2. **Generalization Ability:**
   - The significant performance drop on **Exam Score 2** highlights that the XGBoost model cannot generalize well when the target variable has no inherent connection to the input data. The model relies heavily on finding patterns and relationships in structured data, and when those patterns are absent, its predictive power diminishes substantially.
   - This demonstrates that machine learning models like XGBoost are designed to optimize for patterns and correlations within the data. Without meaningful features, the model becomes ineffective.

3. **Feature Importance:**
   - In the original experiment, key features such as **Strength**, **Heart Disease**, **Alzheimer's**, and **Cancer** were identified as important in predicting **Exam Score**. These features had significant correlations with the target variable, enabling the model to perform well.
   - In contrast, for **Exam Score 2**, which is arbitrarily assigned, feature importance becomes irrelevant, as the target does not depend on any features. This explains why the model struggles with this unrelated target.

### Implications:

The results of this experiment underscore the importance of aligning target variables with meaningful features when using machine learning models. If the target variable does not have a logical relationship with the input features, even highly optimized models like XGBoost will fail to produce accurate predictions. This experiment also illustrates the limitations of machine learning when applied to datasets with poorly defined or arbitrary target variables, emphasizing the need for careful feature selection and target definition in predictive modeling tasks.

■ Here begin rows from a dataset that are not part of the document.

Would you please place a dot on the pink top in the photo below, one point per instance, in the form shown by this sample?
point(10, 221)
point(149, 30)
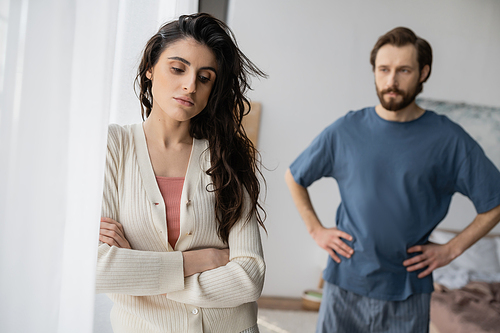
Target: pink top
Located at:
point(171, 190)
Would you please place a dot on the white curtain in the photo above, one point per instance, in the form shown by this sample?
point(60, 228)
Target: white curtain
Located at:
point(58, 79)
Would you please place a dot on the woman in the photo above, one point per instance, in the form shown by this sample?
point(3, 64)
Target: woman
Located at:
point(180, 245)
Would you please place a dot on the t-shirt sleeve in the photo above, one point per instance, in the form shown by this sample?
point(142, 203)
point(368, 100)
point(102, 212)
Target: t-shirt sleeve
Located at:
point(479, 179)
point(316, 161)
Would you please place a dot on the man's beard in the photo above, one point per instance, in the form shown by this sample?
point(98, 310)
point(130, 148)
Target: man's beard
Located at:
point(392, 105)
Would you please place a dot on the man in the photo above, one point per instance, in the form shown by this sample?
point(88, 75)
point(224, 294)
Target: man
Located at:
point(397, 167)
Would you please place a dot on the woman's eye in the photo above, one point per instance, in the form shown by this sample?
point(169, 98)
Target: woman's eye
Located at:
point(203, 79)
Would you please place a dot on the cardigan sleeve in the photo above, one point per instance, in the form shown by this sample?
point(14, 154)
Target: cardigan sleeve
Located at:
point(238, 282)
point(126, 271)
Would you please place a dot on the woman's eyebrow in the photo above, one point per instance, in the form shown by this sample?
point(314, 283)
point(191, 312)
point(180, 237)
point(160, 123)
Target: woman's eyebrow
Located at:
point(189, 64)
point(181, 60)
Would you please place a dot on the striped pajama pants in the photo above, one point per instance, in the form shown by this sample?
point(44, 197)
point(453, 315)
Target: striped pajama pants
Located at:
point(342, 311)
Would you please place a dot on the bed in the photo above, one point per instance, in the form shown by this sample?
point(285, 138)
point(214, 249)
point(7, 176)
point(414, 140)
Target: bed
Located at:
point(467, 291)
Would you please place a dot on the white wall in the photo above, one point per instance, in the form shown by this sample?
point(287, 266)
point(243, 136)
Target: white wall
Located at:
point(317, 56)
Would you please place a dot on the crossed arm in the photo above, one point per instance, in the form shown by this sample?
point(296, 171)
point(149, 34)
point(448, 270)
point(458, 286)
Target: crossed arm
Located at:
point(431, 255)
point(196, 261)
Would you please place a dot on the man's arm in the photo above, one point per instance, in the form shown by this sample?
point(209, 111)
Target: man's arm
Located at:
point(328, 239)
point(434, 255)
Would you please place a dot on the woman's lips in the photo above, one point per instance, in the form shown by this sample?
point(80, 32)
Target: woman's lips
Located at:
point(186, 101)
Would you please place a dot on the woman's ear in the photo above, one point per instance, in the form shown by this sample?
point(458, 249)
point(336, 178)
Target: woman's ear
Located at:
point(424, 73)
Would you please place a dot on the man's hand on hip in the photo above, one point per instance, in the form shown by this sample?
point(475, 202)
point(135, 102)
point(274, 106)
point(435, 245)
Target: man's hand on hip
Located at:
point(330, 240)
point(433, 256)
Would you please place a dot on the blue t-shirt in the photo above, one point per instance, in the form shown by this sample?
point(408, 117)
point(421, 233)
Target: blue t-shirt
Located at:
point(396, 181)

In structured data, models like XGBoost excel at identifying relationships and leveraging feature importance to make accurate predictions. However, the model's inability to perform well on **Exam Score 2** reinforces the importance of understanding the data context and ensuring that the target variable is appropriately aligned with the available features for meaningful model training and evaluation.